Ban us for what? I'd like to know why he doesn't ban Randy, who does nothing but call my wife names.
I'll ban anyone I choose for any reason. Thanks for the suggestions.
but what i've found is that their beliefs are inconsistent.

Franklin, I find that to be true for both Liberals and Conservatives.
Here is the rub in this arguement. The concept in any fashion that a human being have individual rights of any kind does not come out of a vacuum. The intellectual environment that says that each citizen is surrounded by protections that make him/her special, protected and not only every bit as powerful as another but also the source of all government is sourced in the concept that God has endowed us with a cosmic uniqueness. That we first are spiritual beings and that specialness overflows into all of life. This is the primary authority that is credited from Runnymeade to the Constitution. Then and only then does the protections concerning a human being in the Constitution make any fundemental sense.

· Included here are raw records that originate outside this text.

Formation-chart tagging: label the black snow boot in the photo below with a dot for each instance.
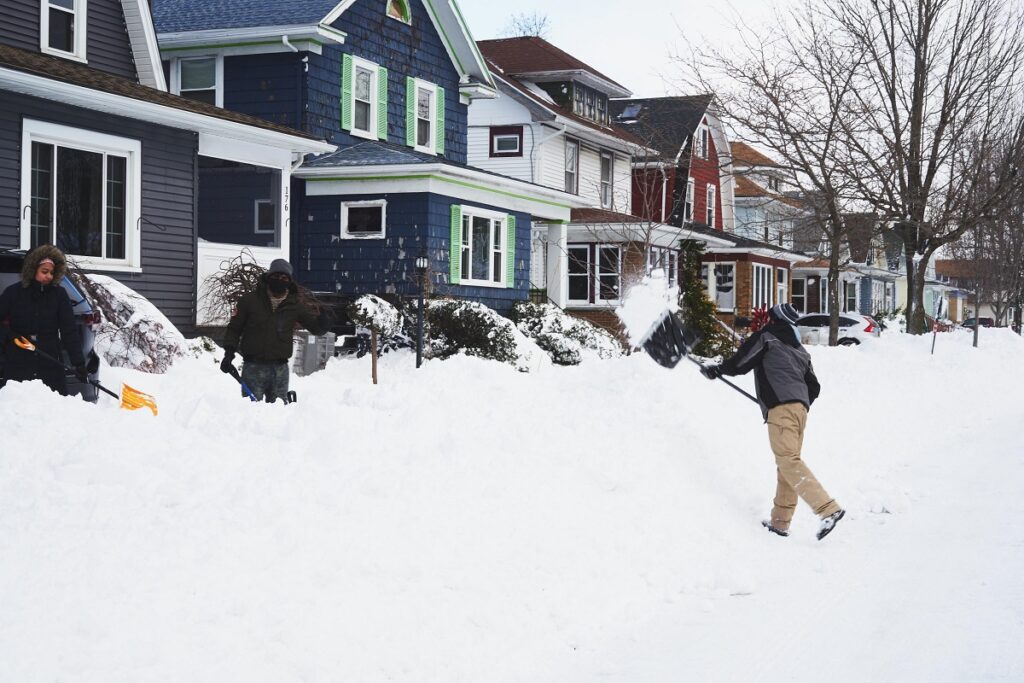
(767, 525)
(828, 523)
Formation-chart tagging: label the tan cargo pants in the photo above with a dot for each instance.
(785, 432)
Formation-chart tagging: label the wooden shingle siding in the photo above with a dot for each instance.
(267, 86)
(109, 47)
(168, 200)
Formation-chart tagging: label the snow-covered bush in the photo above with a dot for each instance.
(133, 332)
(566, 339)
(471, 328)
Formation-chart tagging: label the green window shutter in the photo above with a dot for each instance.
(382, 102)
(439, 130)
(510, 251)
(455, 255)
(346, 92)
(411, 111)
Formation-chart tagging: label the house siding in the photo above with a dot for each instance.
(168, 248)
(351, 267)
(108, 44)
(404, 50)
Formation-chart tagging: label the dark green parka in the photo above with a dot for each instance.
(265, 334)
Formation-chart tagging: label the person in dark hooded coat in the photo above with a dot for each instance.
(261, 330)
(785, 386)
(38, 308)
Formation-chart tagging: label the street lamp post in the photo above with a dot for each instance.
(422, 262)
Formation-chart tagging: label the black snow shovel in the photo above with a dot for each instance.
(671, 340)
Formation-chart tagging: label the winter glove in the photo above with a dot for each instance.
(225, 365)
(712, 372)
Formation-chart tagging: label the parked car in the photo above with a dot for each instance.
(983, 322)
(853, 329)
(86, 317)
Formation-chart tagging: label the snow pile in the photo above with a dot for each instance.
(133, 333)
(567, 340)
(645, 305)
(469, 522)
(374, 313)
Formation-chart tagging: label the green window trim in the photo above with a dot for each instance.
(439, 122)
(455, 247)
(510, 252)
(346, 92)
(382, 103)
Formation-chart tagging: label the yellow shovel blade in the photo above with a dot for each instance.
(132, 399)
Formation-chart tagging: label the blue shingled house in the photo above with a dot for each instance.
(97, 158)
(389, 83)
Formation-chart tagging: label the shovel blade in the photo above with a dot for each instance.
(670, 341)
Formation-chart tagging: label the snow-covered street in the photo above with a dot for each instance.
(468, 522)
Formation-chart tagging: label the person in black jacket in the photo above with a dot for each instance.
(38, 307)
(261, 328)
(785, 386)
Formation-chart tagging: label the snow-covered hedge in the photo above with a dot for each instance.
(473, 329)
(566, 339)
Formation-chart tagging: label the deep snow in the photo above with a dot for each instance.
(468, 522)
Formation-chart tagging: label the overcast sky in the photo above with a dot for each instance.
(613, 37)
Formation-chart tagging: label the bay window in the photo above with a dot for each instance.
(82, 190)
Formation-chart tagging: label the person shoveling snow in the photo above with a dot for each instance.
(784, 382)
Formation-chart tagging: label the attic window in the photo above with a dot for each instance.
(62, 26)
(398, 9)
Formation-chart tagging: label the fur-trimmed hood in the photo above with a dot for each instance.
(33, 258)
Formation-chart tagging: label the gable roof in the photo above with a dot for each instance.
(666, 123)
(46, 69)
(183, 16)
(534, 58)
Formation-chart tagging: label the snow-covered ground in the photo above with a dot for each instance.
(468, 522)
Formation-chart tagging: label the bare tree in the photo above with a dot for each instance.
(534, 24)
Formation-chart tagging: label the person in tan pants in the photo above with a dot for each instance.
(785, 387)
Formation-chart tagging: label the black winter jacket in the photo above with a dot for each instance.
(782, 370)
(43, 313)
(265, 334)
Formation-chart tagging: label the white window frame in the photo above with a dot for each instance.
(218, 79)
(256, 205)
(359, 62)
(606, 185)
(713, 285)
(710, 209)
(87, 140)
(80, 27)
(431, 88)
(344, 231)
(468, 213)
(688, 205)
(704, 141)
(761, 286)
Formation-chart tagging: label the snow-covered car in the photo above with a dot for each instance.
(853, 329)
(85, 315)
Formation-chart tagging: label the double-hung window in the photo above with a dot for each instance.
(711, 206)
(62, 25)
(364, 107)
(594, 273)
(82, 191)
(688, 206)
(200, 79)
(572, 167)
(424, 116)
(607, 179)
(762, 287)
(483, 247)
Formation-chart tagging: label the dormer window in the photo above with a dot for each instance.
(398, 9)
(62, 28)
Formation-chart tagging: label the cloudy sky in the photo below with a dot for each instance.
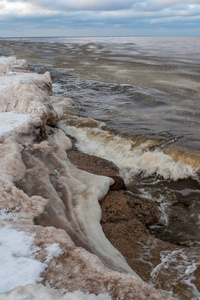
(99, 17)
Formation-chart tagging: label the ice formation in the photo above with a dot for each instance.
(52, 244)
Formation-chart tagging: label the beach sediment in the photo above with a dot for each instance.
(46, 199)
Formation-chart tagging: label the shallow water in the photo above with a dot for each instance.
(144, 92)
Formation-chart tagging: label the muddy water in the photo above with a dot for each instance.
(144, 94)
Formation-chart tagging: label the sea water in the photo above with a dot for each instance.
(144, 94)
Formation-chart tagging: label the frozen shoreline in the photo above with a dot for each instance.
(46, 198)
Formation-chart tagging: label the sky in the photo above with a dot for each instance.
(26, 18)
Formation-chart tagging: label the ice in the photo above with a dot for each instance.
(18, 265)
(130, 156)
(38, 292)
(49, 210)
(11, 120)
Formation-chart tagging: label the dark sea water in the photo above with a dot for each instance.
(144, 93)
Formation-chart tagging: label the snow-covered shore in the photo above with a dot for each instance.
(51, 241)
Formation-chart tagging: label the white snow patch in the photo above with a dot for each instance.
(53, 250)
(18, 267)
(40, 292)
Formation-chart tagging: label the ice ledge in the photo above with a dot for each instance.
(43, 195)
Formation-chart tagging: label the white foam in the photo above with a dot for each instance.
(178, 268)
(131, 158)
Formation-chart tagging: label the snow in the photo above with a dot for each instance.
(39, 185)
(53, 250)
(18, 265)
(39, 292)
(11, 120)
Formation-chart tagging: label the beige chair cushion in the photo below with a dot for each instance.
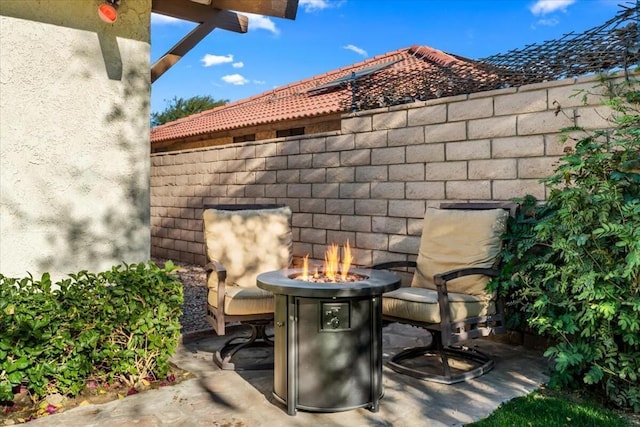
(421, 305)
(247, 243)
(243, 301)
(453, 239)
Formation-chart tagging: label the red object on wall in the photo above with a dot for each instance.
(108, 12)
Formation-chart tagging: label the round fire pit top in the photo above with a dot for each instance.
(374, 282)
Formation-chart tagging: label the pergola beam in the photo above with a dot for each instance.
(216, 19)
(211, 14)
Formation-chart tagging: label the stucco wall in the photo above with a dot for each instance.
(74, 136)
(371, 182)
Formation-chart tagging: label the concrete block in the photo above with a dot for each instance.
(355, 223)
(407, 172)
(468, 190)
(521, 102)
(427, 115)
(312, 205)
(518, 146)
(300, 161)
(377, 241)
(371, 139)
(407, 208)
(330, 190)
(288, 176)
(509, 189)
(387, 190)
(299, 190)
(326, 160)
(470, 109)
(494, 127)
(390, 120)
(537, 167)
(405, 136)
(388, 225)
(467, 150)
(425, 190)
(371, 207)
(456, 131)
(313, 145)
(444, 171)
(404, 244)
(313, 175)
(354, 191)
(339, 206)
(340, 142)
(424, 153)
(371, 173)
(327, 222)
(543, 122)
(493, 169)
(345, 174)
(357, 124)
(355, 157)
(387, 156)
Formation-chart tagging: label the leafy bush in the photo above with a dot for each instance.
(573, 263)
(118, 325)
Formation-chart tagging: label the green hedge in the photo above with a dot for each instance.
(119, 325)
(572, 268)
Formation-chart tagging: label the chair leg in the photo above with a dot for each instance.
(257, 338)
(480, 363)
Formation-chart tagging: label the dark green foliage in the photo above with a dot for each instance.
(180, 107)
(120, 325)
(573, 264)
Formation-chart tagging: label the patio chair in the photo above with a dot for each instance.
(241, 242)
(459, 253)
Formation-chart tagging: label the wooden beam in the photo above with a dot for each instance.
(277, 8)
(219, 19)
(199, 12)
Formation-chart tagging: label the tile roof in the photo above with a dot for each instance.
(297, 100)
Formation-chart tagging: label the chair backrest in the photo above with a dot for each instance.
(460, 235)
(248, 240)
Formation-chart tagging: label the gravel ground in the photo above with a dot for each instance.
(193, 278)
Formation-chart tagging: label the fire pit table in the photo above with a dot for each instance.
(328, 340)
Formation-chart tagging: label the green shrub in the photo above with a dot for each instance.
(118, 325)
(573, 263)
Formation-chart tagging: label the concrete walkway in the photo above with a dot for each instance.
(244, 398)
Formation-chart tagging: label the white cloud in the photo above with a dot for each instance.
(311, 5)
(209, 60)
(260, 22)
(235, 79)
(355, 49)
(159, 19)
(552, 22)
(543, 7)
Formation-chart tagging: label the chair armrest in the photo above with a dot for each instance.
(393, 264)
(218, 268)
(215, 267)
(441, 279)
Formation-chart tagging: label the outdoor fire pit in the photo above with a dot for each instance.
(328, 339)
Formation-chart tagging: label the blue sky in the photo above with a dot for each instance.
(329, 34)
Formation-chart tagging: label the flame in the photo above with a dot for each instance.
(333, 270)
(305, 268)
(346, 262)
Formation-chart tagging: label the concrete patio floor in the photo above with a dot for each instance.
(244, 398)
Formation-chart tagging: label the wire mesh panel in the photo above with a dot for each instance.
(614, 45)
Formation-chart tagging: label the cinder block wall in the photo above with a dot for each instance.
(370, 182)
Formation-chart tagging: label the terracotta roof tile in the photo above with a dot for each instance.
(294, 100)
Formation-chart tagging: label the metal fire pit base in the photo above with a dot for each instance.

It is not an accident that civilizations where the individual has no status and the government rules only by group caviat have taken a good long while to move into modern government models. Democracy itself works only when the one person one vote mentality has respect because the individual and their God breathed uniqueness gives foundation to all of the functions of society. We must agree that some truths are self evident. And that there is some authority for that or the seeds of anarchy are sown. In the minds of many who liberated lands, slaves or fought the totalitarian views of Kings or Dictators was the thought that God's work was being done. And that is not an accident.
The intellectual environment that says that each citizen is surrounded by protections that make him/her special, protected and not only every bit as powerful as another but also the source of all government is sourced in the concept that God has endowed us with a cosmic uniqueness.

That's nonsense, and if you can't imagine a secular justification for the same concept, you're simply not trying hard enough. To start with I'd read up on John Rawls' "Original Position" (sometimes referred to as the "Veil of Ignorance."

The Constitution does not mention any spiritual powers nor any creator, contrary to Mark's assertion above.
I'm seriously sick of the whole "there is no morality without a god" argument. It's clearly false. Atheists are obviously capable of acting morally. It's pretty simple, really. Humans need to cooperate to successfully rear young, thus people that can follow the rules most of the time win. There are times when the benefit of breaking the rules outweighs the risk of getting caught, and so people sometimes break the rules. Most social animals operate by similar rules.
chet: the bottom of the Constitution reads, "Done in Convention by the Unanimous Consent of the States present the Seventeenth Day of September in the Year of our Lord one thousand seven hundred and Eighty seven and of the Independence of the United States of America..."

I wonder who that is...our Lord..hmmmm? Any guesses? Clearly your assertion is incorrect.

However, I will cede that this acknowledgement is indeed not to be taken as endorsement of any religion.
erica, no one says that there are not moral things performed by immoral people. But, if your standard for morality is defined by your perception, then murder is not wrong to those who perceive it not to be...unless, there is something external that defines morality.

If we are all animals, as you suggest, then the survival of the fittest reigns. If we have nothing more than instinct, then morality is nonsensical.

But the truth is that no one in the world is amoral; we were created with a sense of right and wrong. across oceans, mountains, ethnicities, and races, similar moral codes exist. this would strike me as odd unless there is a creator who instill this in us.